In 2017, he made the final of the WSL's World Junior Championship. He finished the year winning the Triple Crown in Hawaii and claimed the top spot in the Qualifying Series rankings. He thus qualified for the following year's Championship Tour.

At the 2018 Quiksilver Pro Gold Coast he completed a triple-barrel and scored a perfect 10, and obtained a third-place finish. He finished the 2018 season in 18th place, and later went on to finish the 2019 season in 16th place.

Colapinto finished in the Top 10 for the first time at the end of 2021, in 6th place. He also won the 2021 US Open of Surfing in the WSL Challenger Series.

For the 2022 season, he won the MEO Pro Portugal and Surf City El Salvador Pro, and finished the season in 7th place.

In 2023, Colapinto qualified for the first time for the 2023 Rip Curl World Surf League Finals held at his hometown surf break at the Lower Trestles in San Clemente. During the season, he won the Surf Ranch Pro, as well as finished as the runner-up at the Hurley Pro Sunset Beach, Margaret River Pro, and Surf City El Salvador Pro. He entered the final ranked 2nd in the world rankings and was highly touted locally, as a Californian male had not won a world title since Tom Curren in 1990. The fanfare also included a personal motivational speech from actor Matthew McConaughey, which gained traction on social media. He finished in 3rd place at the final, with the 2nd most overall season points.
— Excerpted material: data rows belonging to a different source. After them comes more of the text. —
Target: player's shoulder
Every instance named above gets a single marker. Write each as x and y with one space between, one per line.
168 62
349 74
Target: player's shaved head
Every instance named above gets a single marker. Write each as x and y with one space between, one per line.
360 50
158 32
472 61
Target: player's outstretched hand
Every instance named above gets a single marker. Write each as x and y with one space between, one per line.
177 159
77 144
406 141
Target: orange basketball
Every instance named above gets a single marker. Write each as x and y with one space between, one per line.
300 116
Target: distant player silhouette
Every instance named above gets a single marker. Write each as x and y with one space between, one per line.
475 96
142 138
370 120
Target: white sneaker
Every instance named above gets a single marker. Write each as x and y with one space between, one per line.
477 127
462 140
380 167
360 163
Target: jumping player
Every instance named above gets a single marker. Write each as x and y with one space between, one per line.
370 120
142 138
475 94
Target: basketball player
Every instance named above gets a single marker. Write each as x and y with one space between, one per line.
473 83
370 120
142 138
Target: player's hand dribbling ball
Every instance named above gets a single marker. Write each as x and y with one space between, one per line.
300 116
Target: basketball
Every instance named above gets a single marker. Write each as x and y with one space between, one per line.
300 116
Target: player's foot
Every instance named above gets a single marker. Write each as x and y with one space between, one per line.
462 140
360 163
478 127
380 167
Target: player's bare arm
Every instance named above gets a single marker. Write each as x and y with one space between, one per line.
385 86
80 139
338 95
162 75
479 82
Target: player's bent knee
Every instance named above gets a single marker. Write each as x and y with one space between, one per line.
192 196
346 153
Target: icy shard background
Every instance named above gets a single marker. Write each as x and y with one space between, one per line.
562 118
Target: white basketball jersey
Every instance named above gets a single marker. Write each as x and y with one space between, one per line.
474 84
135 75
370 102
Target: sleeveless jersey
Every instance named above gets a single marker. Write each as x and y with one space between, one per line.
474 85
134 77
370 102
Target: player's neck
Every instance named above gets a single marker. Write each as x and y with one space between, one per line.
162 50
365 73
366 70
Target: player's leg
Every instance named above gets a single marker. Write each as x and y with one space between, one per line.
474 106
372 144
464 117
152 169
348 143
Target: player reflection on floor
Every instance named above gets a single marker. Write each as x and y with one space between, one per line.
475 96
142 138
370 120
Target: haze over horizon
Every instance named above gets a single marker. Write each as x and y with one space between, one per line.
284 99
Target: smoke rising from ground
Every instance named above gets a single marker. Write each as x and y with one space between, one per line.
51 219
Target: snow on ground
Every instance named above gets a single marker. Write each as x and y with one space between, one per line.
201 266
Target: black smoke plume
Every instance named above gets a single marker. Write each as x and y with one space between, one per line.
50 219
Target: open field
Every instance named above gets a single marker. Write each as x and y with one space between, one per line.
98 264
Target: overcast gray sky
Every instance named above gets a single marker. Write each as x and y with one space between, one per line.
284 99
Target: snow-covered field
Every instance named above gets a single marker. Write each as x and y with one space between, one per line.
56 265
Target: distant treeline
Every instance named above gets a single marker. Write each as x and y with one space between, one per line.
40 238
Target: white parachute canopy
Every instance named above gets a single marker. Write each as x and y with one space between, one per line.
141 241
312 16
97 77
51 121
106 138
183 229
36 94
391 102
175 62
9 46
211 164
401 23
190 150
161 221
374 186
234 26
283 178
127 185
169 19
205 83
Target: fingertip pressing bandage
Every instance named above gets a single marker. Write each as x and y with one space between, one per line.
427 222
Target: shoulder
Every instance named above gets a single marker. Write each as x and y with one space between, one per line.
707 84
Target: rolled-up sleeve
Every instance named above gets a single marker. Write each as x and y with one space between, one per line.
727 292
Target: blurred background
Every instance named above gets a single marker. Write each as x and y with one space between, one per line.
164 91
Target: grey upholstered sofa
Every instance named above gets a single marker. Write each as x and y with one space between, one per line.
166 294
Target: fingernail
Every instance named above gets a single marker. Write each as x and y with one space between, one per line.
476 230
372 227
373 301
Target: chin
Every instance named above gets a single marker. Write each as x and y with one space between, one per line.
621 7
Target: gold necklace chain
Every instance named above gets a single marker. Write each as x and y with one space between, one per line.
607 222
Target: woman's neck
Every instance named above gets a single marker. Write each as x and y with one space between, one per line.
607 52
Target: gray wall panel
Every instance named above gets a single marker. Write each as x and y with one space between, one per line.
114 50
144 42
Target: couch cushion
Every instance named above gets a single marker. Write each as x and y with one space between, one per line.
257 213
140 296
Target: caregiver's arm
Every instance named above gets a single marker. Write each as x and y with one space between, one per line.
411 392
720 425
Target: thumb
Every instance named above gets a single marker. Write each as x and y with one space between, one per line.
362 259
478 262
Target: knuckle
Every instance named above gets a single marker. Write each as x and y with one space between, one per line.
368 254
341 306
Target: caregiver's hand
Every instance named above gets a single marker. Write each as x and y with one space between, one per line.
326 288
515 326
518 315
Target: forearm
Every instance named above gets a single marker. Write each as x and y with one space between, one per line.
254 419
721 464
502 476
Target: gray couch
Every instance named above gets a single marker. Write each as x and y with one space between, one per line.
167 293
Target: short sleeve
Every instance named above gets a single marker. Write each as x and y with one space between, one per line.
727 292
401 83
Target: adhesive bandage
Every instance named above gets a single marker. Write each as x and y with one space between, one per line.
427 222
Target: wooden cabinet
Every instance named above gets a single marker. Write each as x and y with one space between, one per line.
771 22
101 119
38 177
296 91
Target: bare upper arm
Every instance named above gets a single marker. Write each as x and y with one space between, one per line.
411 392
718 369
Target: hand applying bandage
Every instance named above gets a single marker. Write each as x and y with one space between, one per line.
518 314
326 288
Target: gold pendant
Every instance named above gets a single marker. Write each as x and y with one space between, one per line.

After qualifying for the 2024 Paris Olympic Games for his first Olympic Games appearance, he was later eliminated in the third round of the men's shortboard competition, finishing 9th place overall.
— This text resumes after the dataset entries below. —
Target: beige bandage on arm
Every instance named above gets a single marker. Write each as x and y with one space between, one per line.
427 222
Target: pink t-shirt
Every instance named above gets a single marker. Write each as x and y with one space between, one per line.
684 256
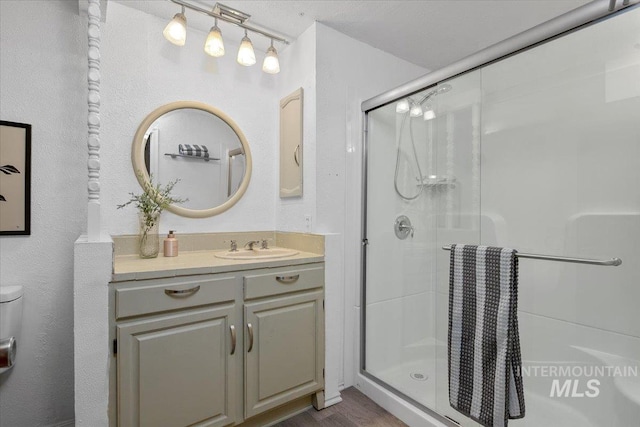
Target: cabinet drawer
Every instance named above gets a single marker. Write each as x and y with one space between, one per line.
134 299
283 280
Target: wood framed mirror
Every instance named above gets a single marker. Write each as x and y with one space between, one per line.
199 145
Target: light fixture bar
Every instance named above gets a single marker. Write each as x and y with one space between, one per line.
231 13
225 18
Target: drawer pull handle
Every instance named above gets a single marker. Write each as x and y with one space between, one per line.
233 338
287 279
250 329
182 292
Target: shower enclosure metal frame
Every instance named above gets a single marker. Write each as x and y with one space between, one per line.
562 25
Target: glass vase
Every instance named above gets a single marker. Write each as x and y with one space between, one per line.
149 238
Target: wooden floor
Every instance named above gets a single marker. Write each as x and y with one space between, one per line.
355 410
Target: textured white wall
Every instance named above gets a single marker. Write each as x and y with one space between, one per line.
43 82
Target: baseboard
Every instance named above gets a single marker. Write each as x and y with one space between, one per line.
332 400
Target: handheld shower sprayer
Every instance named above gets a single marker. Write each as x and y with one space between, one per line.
409 105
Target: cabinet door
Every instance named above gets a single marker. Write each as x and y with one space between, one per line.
177 370
284 350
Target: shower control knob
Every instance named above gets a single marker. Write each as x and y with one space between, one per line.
403 228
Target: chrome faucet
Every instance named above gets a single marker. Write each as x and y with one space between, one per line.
250 244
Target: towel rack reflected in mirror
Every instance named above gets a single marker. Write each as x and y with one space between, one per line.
206 159
614 262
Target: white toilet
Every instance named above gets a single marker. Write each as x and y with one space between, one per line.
10 323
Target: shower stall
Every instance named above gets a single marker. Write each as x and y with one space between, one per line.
537 149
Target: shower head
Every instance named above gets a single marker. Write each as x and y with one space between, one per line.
437 91
408 105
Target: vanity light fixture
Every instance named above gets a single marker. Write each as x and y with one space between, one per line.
271 63
214 45
176 30
176 33
429 114
246 55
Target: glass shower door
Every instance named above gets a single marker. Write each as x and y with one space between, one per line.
539 152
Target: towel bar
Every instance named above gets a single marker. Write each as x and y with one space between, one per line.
614 262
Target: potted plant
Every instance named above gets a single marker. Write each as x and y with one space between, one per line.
154 199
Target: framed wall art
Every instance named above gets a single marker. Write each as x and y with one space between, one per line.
15 178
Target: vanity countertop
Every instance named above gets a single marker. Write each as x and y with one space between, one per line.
132 267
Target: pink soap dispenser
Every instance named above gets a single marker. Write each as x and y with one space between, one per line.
171 244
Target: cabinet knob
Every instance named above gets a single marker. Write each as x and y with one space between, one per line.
233 338
250 329
287 279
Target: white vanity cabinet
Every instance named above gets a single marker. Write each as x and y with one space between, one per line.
217 349
284 357
176 355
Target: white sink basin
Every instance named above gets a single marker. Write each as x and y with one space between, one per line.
257 253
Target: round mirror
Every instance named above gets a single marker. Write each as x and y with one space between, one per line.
199 145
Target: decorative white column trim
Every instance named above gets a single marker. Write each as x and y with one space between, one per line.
93 121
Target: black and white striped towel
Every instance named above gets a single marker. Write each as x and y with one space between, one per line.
193 150
485 381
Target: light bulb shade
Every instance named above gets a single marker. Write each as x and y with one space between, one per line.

For the 2024 season, he won the MEO Rip Curl Pro Portugal and the Corona Fiji Pro, and was runner-up at the Rip Curl Pro Bells Beach. This led him to finish the season 3rd overall in points and qualify for the 2024 World Surf League Finals. He finished in 3rd place at the final.

== Career victories ==

WCT Wins
| Year | Event | Venue | Country |
| 2024 | Corona Fiji Pro | Cloudbreak, Tavarua | Fiji |
| 2024 | MEO Rip Curl Pro Portugal | Supertubos, Peniche | Portugal |
| 2023 | Surf Ranch Pro | Lemoore, California | United States |
| 2022 | Surf City El Salvador Pro | Punta Roca, La Libertad | El Salvador |
| 2022 | MEO Portugal Pro | Supertubos, Peniche | Portugal |
WSL Challenger Series Wins
| Year | Event | Venue | Country |
| 2021 | US Open of Surfing Huntington Beach | Huntington Beach, California | United States |
Juniors Wins
| Year | Event | Venue | Country |
| 2016 | Los Cabos Open of Surf | Zippers, San Jose del Cabo | Mexico |
| 2016 | Pipe Pro Junior | Banzai Pipeline, Oahu | Hawaii |
| 2015 | Junior Men's Vans US Open of Surfing | Huntington Beach, California | United States |

== Other work ==
Griffin and his brother Crosby Colapinto post surfing highlights to their YouTube channel, Cola Bros.